Note that while the voltages on the primary and secondary side (as well as the turn counts) are different, the shared total flux \$\Phi_c\$ appears in both equations. It can be eliminated yielding the well-known transformer equation
\$U_s = -\frac{n_s}{n_p}U_p\$
More step-by-step: By integration the \$U_p\$ equation (as already shown for sinusodial voltage above), the flux \$\Phi_c\$ caused by a voltage source on the primary side can be calculated. By differentiating \$\Phi_c\$ again in the \$U_s\$ equation, the secondary voltage caused by the flux can be calculated.
Note that up to now, the current did not really take place in the discussion of the transformer. The equation (and thus the integrated \$\Phi_c\$) is valid for all load conditions of an ideal transformer driven by an ideal voltage source. (This is your "Fact 1")

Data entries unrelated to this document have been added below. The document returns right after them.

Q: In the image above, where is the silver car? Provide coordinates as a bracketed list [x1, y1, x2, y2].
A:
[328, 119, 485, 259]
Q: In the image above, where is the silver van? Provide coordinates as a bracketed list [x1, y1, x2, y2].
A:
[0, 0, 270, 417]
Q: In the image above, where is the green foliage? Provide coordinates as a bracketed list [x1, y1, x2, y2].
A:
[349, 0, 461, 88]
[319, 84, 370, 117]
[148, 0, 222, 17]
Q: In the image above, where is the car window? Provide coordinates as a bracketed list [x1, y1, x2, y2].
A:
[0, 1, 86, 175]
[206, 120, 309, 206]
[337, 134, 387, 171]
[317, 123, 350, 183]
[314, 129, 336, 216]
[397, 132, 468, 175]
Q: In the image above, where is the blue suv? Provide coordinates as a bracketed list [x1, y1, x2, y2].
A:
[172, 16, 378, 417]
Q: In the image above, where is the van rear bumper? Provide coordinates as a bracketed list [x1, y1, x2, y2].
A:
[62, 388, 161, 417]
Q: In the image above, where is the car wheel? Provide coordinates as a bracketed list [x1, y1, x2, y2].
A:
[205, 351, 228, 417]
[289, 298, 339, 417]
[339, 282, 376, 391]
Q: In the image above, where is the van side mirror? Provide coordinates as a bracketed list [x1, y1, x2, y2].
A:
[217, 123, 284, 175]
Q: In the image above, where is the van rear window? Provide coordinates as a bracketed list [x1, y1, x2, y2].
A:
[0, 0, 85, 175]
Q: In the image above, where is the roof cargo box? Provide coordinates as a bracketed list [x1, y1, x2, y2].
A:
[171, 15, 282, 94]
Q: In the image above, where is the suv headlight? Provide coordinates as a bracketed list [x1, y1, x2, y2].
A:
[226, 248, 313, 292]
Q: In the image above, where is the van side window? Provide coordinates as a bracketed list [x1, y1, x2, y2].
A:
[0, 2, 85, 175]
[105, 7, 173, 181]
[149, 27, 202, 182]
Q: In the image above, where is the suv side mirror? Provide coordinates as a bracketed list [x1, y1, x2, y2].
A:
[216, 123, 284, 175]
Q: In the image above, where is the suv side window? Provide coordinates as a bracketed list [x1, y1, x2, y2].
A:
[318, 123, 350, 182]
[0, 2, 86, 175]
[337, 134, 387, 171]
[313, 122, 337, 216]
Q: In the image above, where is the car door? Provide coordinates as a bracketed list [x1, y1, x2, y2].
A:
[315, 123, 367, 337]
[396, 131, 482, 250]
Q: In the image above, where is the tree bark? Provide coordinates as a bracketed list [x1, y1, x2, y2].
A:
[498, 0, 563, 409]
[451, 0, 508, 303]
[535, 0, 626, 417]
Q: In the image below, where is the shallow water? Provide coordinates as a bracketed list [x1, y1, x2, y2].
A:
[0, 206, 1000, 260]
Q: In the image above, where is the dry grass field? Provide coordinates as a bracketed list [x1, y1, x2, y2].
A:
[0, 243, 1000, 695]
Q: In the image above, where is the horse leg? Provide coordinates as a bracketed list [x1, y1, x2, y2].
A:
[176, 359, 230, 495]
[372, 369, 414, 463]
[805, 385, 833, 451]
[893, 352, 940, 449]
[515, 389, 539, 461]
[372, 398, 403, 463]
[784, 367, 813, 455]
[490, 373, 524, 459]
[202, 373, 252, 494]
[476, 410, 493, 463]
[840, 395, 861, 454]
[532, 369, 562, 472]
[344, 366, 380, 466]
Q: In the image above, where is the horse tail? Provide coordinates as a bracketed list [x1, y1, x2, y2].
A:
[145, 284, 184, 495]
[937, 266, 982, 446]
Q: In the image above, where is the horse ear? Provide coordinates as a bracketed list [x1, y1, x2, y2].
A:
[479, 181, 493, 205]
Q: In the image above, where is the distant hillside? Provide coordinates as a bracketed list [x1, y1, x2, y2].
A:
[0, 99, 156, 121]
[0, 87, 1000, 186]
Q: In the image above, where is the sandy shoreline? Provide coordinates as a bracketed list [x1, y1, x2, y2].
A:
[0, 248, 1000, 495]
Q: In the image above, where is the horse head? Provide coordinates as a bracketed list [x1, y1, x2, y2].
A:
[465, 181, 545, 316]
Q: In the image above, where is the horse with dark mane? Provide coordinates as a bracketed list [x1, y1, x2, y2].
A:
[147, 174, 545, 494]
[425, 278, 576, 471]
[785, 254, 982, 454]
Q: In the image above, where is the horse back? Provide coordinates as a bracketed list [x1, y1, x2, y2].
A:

To add the effects of the load, consider the two parts that make up the resulting flux:
\$\Phi_c = \frac{n_p I_p}{R_m} + \frac{n_s I_s}{R_m}\$
As we assume the primary side is an ideal voltage source, there is nothing known about the the current \$I_p\$, as the source would deliver every current needed so that the primary voltage is as required. If we assume a simple ohmic load, the load current is known, though, it is \$I_l = U_s/R_s\$, with \$R_s\$ being the resistance of the load. At this point, signs get very important. If I call one terminal of the secondary "ground" and the other one "live", the voltage between the "live" and the "ground" terminal has a clearly defined sign. On the other hand, the current has to flow from "ground" to "live" inside the transformer as it flows from "live" to "ground" in the load and the other way around. So if secondary voltage and load voltage are defined as the voltage from the "live" to the "ground" terminal, they are obviously equal-signed, whereas the currents, measured as "current flowing into the respective live terminal" are oppositely signed. This means \$I_s = -I_l\$, so the formula for the flux can be written as
\$R_m\Phi_c = n_p I_p - n_s I_l = n_p I_p - n_s \frac{U_s}{R_s} = n_p I_p - \frac{n_s^2}{n_p}\frac{U_p}{R_s}\$
The first term of the right hand side shows the flux "created" by the primary winding, and the second term the flux "consumed" by the secondary side. The part of the flux consumed by the secondary side corresponds to the energy transmitted from the primary to the secondary. Solve that equation for \$I_p\$ to obtain:
\$I_p = \frac{R_m\Phi_c}{n_p} + \frac{n_s^2}{n_p^2}\frac{U_p}{R_s}\$
substituting a sinusodial voltage for \$U_p\$ and using the integrated term for \$\Phi_c\$, one obtains:
\$I_p(t) = -\frac{R_m}{n_p^2 \omega}U_0\cos(\omega t) + \frac{n_s^2}{n_p^2}\frac{U_0}{R_s}\sin(\omega t)\$
The first term on the right-hand side is out-of-phase with \$U(t)=U_0\sin(\omega t)\$, so it describes reactive power and is load-independent, while the second term is in-phase, so it describes active power and is load dependent. If the transformer is unloaded, the second term vanishes and the first reactive term remains, causing the 90° phase shift, while on a highly loaded transformer, the second term dominates so that the phase shift gets very close to zero. This is your "Fact 2".